Multiscale-in-time modeling of myocardial growth & disease progression

Marc Hirschvogel (King's College London, 🇬🇧)
Monday session 1 (Zoom) (13:00–14:40 GMT)
This talk won a prize: Best talk by a postdoc
View slides (pdf) (available under a CC BY 4.0 license)
10.6084/m9.figshare.14494809

A multiscale-in-time framework for simulation of maladaptive growth and remodeling (G&R) in the heart is presented. G&R is assumed to be driven by a deviation of mechanical stress or strain with respect to a homeostatic baseline state. Since ventricular loads vary on a much shorter time scale than processes of G&R occur, a staggered solution scheme discriminating between "small scale" heart beat dynamics and "large scale" G&R is chosen.

On the small scale, a coupled monolithic problem of 3D finite strain elasticity for the heart and 0D lumped-parameter flow is solved, using a closed-loop systemic and pulmonary circulation model to account for physiologic loading conditions on the myocardium. After computing a homeostatic reference state, the system is perturbed by introducing a cardiovascular disease (ie regurgitation of the mitral valve or aortic stenosis), eventually leading to a state of chronic volume or pressure overload for the ventricle.
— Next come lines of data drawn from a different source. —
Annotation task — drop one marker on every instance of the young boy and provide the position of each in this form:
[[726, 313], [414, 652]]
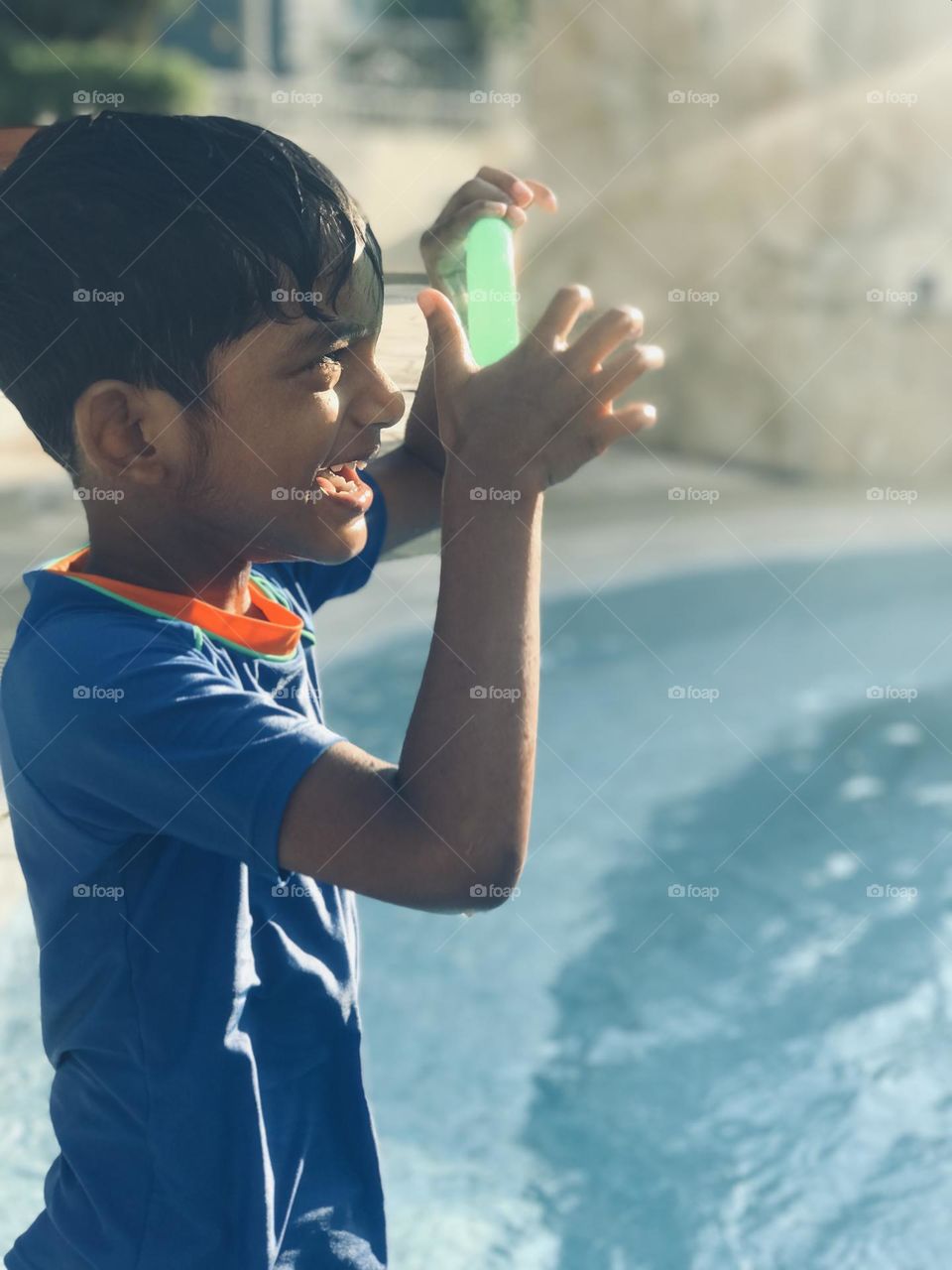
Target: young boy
[[188, 318]]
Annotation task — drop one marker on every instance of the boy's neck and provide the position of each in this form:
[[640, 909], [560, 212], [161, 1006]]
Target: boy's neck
[[227, 590]]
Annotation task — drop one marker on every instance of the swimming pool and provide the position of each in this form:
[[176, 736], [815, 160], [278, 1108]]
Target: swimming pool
[[715, 1026]]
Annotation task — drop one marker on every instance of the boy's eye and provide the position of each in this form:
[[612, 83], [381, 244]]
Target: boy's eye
[[326, 361]]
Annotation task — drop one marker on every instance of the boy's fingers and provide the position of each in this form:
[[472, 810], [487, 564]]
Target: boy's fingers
[[520, 187], [520, 190], [625, 423], [603, 336], [563, 310], [625, 368], [453, 361]]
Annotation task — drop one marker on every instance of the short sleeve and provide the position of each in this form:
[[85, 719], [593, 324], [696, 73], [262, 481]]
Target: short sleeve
[[149, 737], [316, 583]]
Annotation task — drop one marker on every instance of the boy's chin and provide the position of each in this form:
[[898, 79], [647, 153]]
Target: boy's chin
[[335, 544]]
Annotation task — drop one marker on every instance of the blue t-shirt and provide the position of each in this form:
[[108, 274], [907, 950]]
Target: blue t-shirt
[[198, 1002]]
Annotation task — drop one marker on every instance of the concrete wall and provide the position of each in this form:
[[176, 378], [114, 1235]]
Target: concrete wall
[[780, 199]]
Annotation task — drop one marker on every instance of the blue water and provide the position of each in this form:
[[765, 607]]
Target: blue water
[[607, 1074]]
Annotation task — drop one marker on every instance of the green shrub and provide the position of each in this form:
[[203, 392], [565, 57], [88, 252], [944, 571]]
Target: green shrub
[[40, 81]]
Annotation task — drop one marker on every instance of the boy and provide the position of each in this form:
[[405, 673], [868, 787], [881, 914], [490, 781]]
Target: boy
[[188, 318]]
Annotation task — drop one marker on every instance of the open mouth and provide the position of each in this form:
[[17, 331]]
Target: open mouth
[[340, 479]]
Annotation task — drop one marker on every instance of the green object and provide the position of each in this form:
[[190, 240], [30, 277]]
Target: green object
[[492, 303]]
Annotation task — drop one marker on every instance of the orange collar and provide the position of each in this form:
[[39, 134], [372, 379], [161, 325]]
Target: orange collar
[[276, 636]]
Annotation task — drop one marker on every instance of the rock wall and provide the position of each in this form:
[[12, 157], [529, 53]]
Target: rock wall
[[774, 187]]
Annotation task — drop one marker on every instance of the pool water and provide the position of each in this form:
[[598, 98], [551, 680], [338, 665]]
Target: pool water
[[714, 1029]]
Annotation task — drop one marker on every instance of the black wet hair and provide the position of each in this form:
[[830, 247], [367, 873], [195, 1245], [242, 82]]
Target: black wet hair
[[195, 221]]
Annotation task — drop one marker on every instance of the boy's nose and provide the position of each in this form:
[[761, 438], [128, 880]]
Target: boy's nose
[[384, 408]]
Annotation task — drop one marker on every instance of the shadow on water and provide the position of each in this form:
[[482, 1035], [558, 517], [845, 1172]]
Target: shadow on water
[[761, 1078]]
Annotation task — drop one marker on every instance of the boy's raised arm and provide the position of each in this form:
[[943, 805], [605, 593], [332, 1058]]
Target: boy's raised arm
[[447, 829]]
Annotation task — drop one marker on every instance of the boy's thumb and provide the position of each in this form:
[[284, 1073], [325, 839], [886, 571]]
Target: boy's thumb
[[449, 343]]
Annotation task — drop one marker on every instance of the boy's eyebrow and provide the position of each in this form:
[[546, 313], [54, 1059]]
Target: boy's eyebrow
[[326, 329]]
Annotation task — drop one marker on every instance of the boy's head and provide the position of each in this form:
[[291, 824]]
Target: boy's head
[[188, 317]]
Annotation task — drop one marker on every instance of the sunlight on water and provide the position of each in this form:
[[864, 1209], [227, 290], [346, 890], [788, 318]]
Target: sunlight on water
[[714, 1028]]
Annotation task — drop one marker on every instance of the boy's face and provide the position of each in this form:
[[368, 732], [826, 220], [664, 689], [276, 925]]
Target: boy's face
[[293, 398]]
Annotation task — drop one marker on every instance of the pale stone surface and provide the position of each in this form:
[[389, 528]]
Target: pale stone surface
[[792, 198]]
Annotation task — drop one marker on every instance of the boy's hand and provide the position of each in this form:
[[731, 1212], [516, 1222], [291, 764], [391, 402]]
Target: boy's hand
[[492, 191], [543, 411]]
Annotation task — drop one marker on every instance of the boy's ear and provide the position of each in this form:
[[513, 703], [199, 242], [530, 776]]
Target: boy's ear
[[131, 435], [12, 141]]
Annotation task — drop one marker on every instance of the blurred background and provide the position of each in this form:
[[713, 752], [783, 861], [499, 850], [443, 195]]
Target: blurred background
[[714, 1028]]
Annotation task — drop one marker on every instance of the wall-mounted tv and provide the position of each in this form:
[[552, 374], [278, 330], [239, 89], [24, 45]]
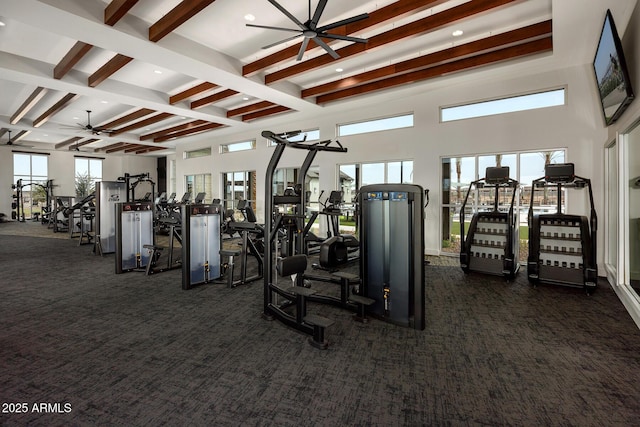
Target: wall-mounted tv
[[612, 74]]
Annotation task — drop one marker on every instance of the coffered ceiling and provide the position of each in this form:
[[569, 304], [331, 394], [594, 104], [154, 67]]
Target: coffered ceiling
[[158, 73]]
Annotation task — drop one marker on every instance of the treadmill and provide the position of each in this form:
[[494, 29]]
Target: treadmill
[[491, 246], [562, 247]]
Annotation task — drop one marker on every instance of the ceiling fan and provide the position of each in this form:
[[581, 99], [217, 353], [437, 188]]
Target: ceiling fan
[[310, 30], [13, 143], [95, 130]]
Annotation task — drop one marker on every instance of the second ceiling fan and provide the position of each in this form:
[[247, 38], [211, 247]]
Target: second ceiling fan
[[310, 30]]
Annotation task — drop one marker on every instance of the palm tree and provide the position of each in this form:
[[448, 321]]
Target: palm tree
[[549, 157], [84, 185]]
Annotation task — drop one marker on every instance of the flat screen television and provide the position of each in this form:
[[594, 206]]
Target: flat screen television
[[612, 74]]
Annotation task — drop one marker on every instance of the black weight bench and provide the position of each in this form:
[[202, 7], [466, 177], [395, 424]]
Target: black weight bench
[[297, 264]]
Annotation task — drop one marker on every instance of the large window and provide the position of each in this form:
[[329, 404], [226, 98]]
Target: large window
[[32, 170], [511, 104], [88, 172], [238, 146], [239, 186], [199, 184], [459, 172], [353, 176], [200, 152], [376, 125]]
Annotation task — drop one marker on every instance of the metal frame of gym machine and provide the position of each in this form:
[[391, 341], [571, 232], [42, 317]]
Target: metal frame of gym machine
[[492, 244], [392, 252], [569, 239], [297, 295], [135, 221], [201, 243]]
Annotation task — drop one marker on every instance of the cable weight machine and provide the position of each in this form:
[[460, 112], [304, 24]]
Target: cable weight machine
[[492, 244], [134, 231]]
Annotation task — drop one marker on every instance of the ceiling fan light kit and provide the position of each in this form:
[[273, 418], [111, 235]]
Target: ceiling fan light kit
[[310, 30]]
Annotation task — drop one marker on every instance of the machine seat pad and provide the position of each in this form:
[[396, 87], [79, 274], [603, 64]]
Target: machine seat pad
[[348, 276], [315, 320], [359, 299], [230, 252]]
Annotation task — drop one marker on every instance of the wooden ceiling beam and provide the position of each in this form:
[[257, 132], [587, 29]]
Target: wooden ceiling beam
[[149, 149], [128, 118], [250, 108], [118, 148], [75, 54], [112, 146], [218, 96], [412, 29], [164, 132], [151, 120], [83, 143], [189, 93], [27, 105], [395, 10], [108, 69], [116, 10], [203, 128], [67, 99], [180, 14], [67, 142], [447, 55], [529, 48], [130, 148], [264, 113]]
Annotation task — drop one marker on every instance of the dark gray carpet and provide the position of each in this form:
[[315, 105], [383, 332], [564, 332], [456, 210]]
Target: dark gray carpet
[[135, 350]]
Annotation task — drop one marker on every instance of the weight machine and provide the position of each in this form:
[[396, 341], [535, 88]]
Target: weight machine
[[289, 305], [392, 252], [134, 231], [492, 244], [131, 186], [562, 247], [201, 244]]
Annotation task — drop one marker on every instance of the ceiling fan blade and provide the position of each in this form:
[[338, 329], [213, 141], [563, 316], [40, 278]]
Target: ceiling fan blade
[[326, 47], [281, 41], [293, 30], [289, 15], [303, 48], [342, 22], [317, 14], [339, 37]]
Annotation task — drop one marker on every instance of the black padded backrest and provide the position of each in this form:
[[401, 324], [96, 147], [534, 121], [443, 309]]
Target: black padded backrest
[[294, 264], [559, 172], [497, 175], [251, 215], [200, 197], [335, 198]]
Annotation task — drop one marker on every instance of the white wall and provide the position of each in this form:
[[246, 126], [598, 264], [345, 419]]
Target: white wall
[[578, 126], [61, 166]]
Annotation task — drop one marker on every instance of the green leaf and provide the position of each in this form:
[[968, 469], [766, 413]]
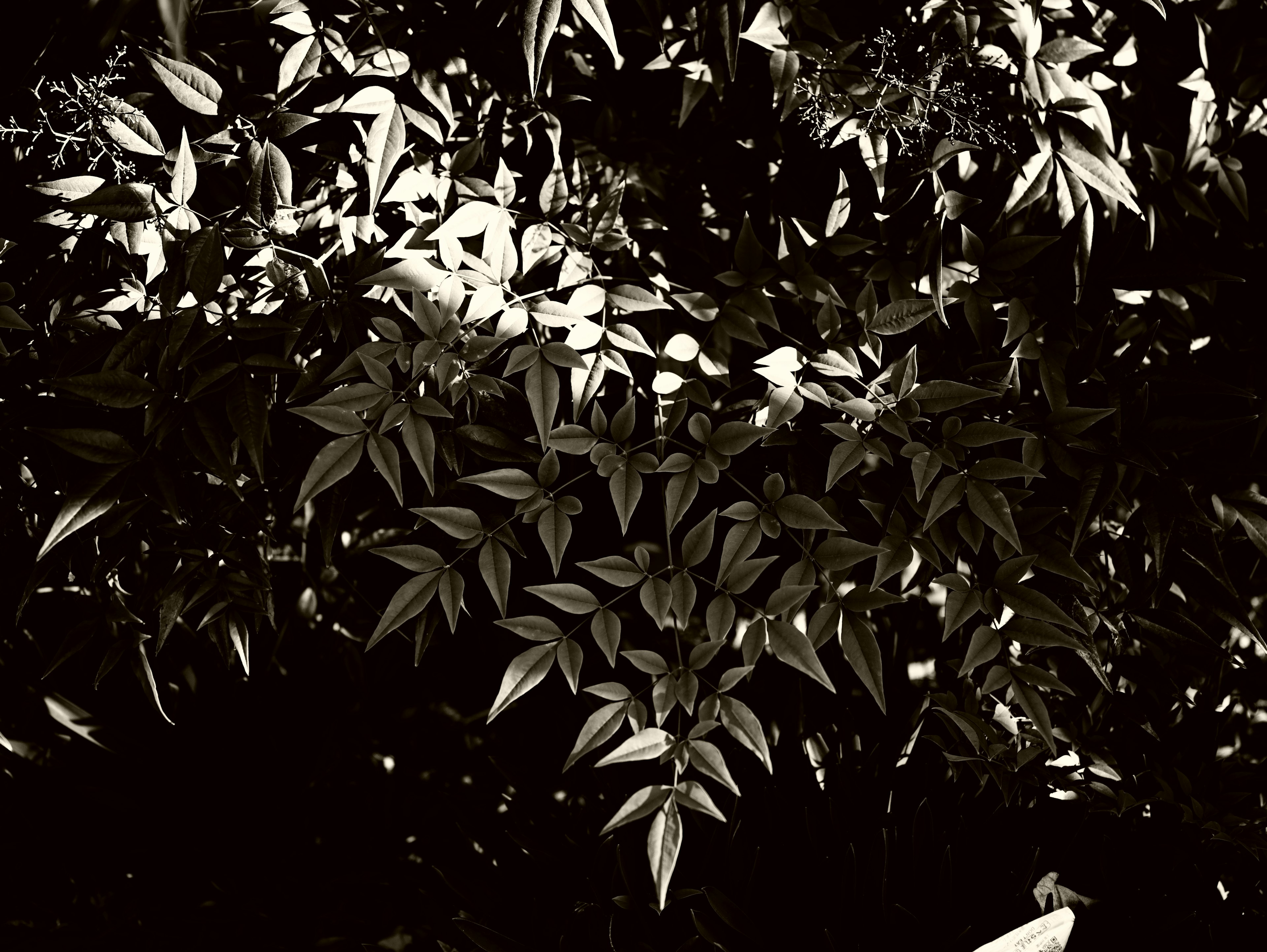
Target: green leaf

On the large scale, the spatial field of fiber overstretch or tissue overstress is then imposed, and a pure solid mechanics problem of strain- or stress-mediated volumetric growth is solved together with a remodeling law that allows for change in elastic material parameters depending on the amount of growth.

Small and large time scales are mutually revisited until no further volume change occurs. Physiologically meaningful changes in ventricular pressure-volume relationship are obtained for ventricular volume and pressure overload and comply with general observations.

Nonlinear deformation-dependent growth requires local Newton updates at integration point level and is implemented in FEniCS by expressing growth residual and increments as forms at quadrature points. Inner virtual work is expressed explicitly with help of the fourth-order material tangent operator to account for all tangent contributions arising from the nonlinear G&R model.